Die Errichtung der Cité Gagarine, die 1963 eingeweiht wurde, war als Antwort auf eine lang andauernde Wohnungskrise in und um Paris gedacht. Viele der an die Hauptstadt angrenzenden Städte waren damals kommunistisch regiert. Dass in diesem "roten Gürtel", der Frankreichs Kapitale umschloss, in doppeltem Sinn "rote" Gebäude entstanden, verwundert also nicht. Einen Sozialbau ausgerechnet auf den Namen eines Pioniers der Weltraumfahrt zu taufen, das verströmte dennoch eine gehörige Portion Optimismus.
Doch wie in so vielen in der Pariser Peripherie errichteten Wohnsiedlungen nahmen auch dort über die Jahre hinweg die Probleme überhand. Nicht zuletzt davon erzählen Fanny Liatard und Jérémy Trouilh in ihrem Langfilmdebüt "Gagarin – Einmal schwerelos und zurück". Den geschilderten Problemen begegnen sie jedoch nicht mit einem fatalistischen Gewaltszenario, sondern mit einer vom Magischen Realismus geprägten Geschichte, die dem utopischen Grundgedanken des Wohnprojekts treu bleibt.
Magisch realistische Weltflucht
Die sozialen Spannungen in urbanen Randbezirken nahmen im französischen Kino der vergangenen 30 Jahre wiederholt einen hohen Stellenwert ein. Das stilbildende Drama "Hass" (1995) von Regisseur Mathieu Kassovitz kommt einem ebenso in den Sinn wie dessen jüngste Epigonen "Girlhood" (2014) von Céline Sciamma, "Divines" (2016) von Houda Benyamina, "Die Wütenden - Les Misérables" (2019) von Ladj Ly, "BAC Nord" (2020) von Cédric Jimenez und "Athena" (2022) von Romain Gavras. Egal ob es sich dabei um knallharte Actionthriller, mitreißende Coming-of-Age-Storys oder bewegende Sozialdramen handelt, was all diese Filme verbindet, ist die zentrale Rolle, die der Gewalt bzw. Kriminalität in der Handlung zukommt. Das Regieduo Liatard und Trouilh packt die Probleme im Problembau ihres Films unterdessen erfrischend anders an.

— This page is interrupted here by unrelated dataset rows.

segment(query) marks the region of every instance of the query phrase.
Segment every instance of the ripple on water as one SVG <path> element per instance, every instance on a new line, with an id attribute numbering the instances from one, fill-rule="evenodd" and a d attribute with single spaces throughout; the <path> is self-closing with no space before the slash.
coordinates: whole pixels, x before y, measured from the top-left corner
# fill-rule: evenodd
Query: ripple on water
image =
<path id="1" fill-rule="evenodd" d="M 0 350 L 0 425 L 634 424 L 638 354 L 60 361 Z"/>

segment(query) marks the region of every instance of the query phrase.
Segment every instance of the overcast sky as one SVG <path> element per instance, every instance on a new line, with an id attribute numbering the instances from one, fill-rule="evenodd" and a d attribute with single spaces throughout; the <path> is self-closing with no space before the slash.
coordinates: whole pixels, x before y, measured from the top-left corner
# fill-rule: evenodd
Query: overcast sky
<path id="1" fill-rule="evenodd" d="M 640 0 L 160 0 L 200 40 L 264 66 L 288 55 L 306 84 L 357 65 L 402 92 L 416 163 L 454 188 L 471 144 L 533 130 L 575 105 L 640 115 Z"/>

Die zwei steigen mit Archivaufnahmen von der Eröffnung der Cité Gagarine ein, die aus heutiger Perspektive geradezu "surrealistisch" (O-Ton: Trouilh) anmuten. Denn auf den Schwarz-Weiß-Bildern ist in der dicht gedrängten Menschenmenge doch leibhaftig Juri Gagarin zu sehen, der eigens zur Einweihung angereist war. Das deutsche Kinopublikum reibt sich unterdessen noch eine Spur verwunderter die Augen, wenn es unter all den begeisterten Gesichtern auch Willy Brandt erblickt, der wohl in seiner Funktion als damaliger Regierender Bürgermeister von Berlin zugegen gewesen sein muss.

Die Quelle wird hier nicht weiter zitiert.